Sunday, August 2, 2009

[FWD: AAMC: Marijuana ... Has No Medicinal Benefit - Kerlikowske]

"Marijuana is dangerous and has no medicinal benefit," Kerlikowske
said in downtown Fresno while discussing Operation SOS - Save Our
Sierra - a multiagency effort to eradicate marijuana in eastern Fresno County. ....


Sheree M. Krider

-------- Original Message --------
Subject: AAMC: Marijuana ... Has No Medicinal Benefit - Kerlikowske
From: Richard Lake <>
Date: Sun, August 02, 2009 8:58 am



DrugSense FOCUS Alert #408 - Sunday, 2 August 2009

On the 23rd of July The Fresno Bee quoted our drug czar:

"Marijuana is dangerous and has no medicinal benefit," Kerlikowske
said in downtown Fresno while discussing Operation SOS - Save Our
Sierra - a multiagency effort to eradicate marijuana in eastern Fresno County.

Since then the remark has spread to other newspapers.

Syndicated columnist Froma Harrop wrote a column which has appeared
in newspapers from the East Coast to Hawaii which quotes
Kerlikowske's remarks. Today it was printed in a Georgia newspaper, below.

Any time a newspaper prints anything which mentions drug czar Gil
Kerlikowske the item is likely to be a worthy target for a letter to
the editor.

Bookmark this page to spot the articles and opinion


Pubdate: Sun, 2 Aug 2009

Source: Athens Banner-Herald (GA)

Copyright: 2009 The Providence Journal Company


Author: Froma Harrop


The popular TV series "Weeds" is about a widowed suburban mother who
deals pot to preserve her family's cushy California dream. Not a few
Californians would like to see the theme writ large for their state.

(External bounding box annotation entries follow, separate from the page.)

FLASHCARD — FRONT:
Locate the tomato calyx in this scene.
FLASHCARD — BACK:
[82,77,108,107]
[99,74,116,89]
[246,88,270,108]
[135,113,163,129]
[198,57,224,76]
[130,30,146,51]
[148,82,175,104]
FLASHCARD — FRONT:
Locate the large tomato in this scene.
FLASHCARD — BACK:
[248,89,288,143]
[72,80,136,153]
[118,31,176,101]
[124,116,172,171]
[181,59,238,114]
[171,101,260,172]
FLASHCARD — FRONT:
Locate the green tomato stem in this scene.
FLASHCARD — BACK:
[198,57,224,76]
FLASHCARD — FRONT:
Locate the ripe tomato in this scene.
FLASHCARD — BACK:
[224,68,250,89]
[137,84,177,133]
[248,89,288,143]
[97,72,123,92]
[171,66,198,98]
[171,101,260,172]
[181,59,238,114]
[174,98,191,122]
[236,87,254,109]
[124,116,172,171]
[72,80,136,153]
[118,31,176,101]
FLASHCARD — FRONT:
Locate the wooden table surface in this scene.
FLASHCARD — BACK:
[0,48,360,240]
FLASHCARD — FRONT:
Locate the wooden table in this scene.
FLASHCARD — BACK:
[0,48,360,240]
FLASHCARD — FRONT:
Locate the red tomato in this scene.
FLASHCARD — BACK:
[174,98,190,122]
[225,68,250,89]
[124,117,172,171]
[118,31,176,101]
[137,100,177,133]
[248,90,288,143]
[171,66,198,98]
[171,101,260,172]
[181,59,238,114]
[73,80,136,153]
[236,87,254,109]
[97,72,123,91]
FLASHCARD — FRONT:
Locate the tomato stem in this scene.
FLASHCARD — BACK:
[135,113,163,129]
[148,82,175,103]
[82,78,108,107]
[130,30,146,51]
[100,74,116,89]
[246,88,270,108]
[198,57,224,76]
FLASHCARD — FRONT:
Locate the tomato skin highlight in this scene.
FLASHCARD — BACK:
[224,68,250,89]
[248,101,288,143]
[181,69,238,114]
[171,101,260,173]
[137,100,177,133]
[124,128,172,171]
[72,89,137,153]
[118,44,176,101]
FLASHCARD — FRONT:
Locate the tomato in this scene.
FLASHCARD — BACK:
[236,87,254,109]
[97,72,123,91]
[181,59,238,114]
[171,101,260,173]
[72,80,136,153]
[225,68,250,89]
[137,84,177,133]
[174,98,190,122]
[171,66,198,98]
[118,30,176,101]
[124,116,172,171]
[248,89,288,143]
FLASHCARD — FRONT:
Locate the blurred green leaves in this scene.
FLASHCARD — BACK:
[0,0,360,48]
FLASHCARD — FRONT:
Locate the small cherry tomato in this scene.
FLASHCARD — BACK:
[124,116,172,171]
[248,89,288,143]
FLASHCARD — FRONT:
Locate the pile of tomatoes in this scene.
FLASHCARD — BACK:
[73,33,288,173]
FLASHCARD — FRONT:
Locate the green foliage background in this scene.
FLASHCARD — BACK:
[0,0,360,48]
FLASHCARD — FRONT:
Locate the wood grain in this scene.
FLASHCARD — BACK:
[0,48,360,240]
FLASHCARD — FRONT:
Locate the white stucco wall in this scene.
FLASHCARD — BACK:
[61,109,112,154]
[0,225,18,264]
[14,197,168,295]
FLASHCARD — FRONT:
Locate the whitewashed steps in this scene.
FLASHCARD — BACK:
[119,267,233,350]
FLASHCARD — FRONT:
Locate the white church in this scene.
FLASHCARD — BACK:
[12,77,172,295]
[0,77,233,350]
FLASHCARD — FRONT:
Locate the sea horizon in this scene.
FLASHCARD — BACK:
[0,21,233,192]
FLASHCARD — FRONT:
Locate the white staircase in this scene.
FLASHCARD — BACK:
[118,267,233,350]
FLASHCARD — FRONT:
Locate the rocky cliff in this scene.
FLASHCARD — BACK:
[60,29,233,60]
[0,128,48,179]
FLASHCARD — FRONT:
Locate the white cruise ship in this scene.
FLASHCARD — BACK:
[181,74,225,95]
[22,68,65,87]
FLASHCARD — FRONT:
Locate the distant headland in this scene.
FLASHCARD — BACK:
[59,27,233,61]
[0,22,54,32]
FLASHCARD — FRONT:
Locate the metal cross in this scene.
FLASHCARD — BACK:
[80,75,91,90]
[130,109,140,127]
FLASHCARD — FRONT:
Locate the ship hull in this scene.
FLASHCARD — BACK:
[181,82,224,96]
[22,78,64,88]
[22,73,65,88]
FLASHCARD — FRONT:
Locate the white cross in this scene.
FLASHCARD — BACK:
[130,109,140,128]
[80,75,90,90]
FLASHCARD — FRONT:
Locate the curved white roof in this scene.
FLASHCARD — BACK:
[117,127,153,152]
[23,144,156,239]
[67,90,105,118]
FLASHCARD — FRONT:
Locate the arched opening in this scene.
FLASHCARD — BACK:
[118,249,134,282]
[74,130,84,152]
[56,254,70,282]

California has legalized medical marijuana, its cannabis crop is
valued at $17 billion a year, and people there smoke pot openly. But
the state can't collect a penny of revenues from the enormous enterprise.

As California faced budget Armageddon, Gov. Arnold Schwarzenegger
called for "a debate" on the potential of tapping marijuana as a
source of tax revenues. That's all he can do, because federal law
still criminalizes marijuana use.

Harvard economist Jeffrey Miron already has calculated the sort of
revenues California and other states could see were marijuana taxed
like cigarettes and alcohol. California's taxes would easily top $100
million a year.

But that's the least of it. Miron puts California's costs of
enforcing the marijuana ban - policing, the courts, jail time - at
$981 million a year.

Nationally, legalizing marijuana would save $7.7 billion a year on
drug-war spending, according to Miron. And government could raise
$6.2 billion annually in tax revenues.

A vain hope rose that President Obama's naming of Gil Kerlikowske as
drug czar would lead to a more rational and humane policy on drugs.
As Seattle's police chief, Kerlikowske oversaw the city's annual
Hempfest (a giant and mellow smoke-in) without bothering the celebrants.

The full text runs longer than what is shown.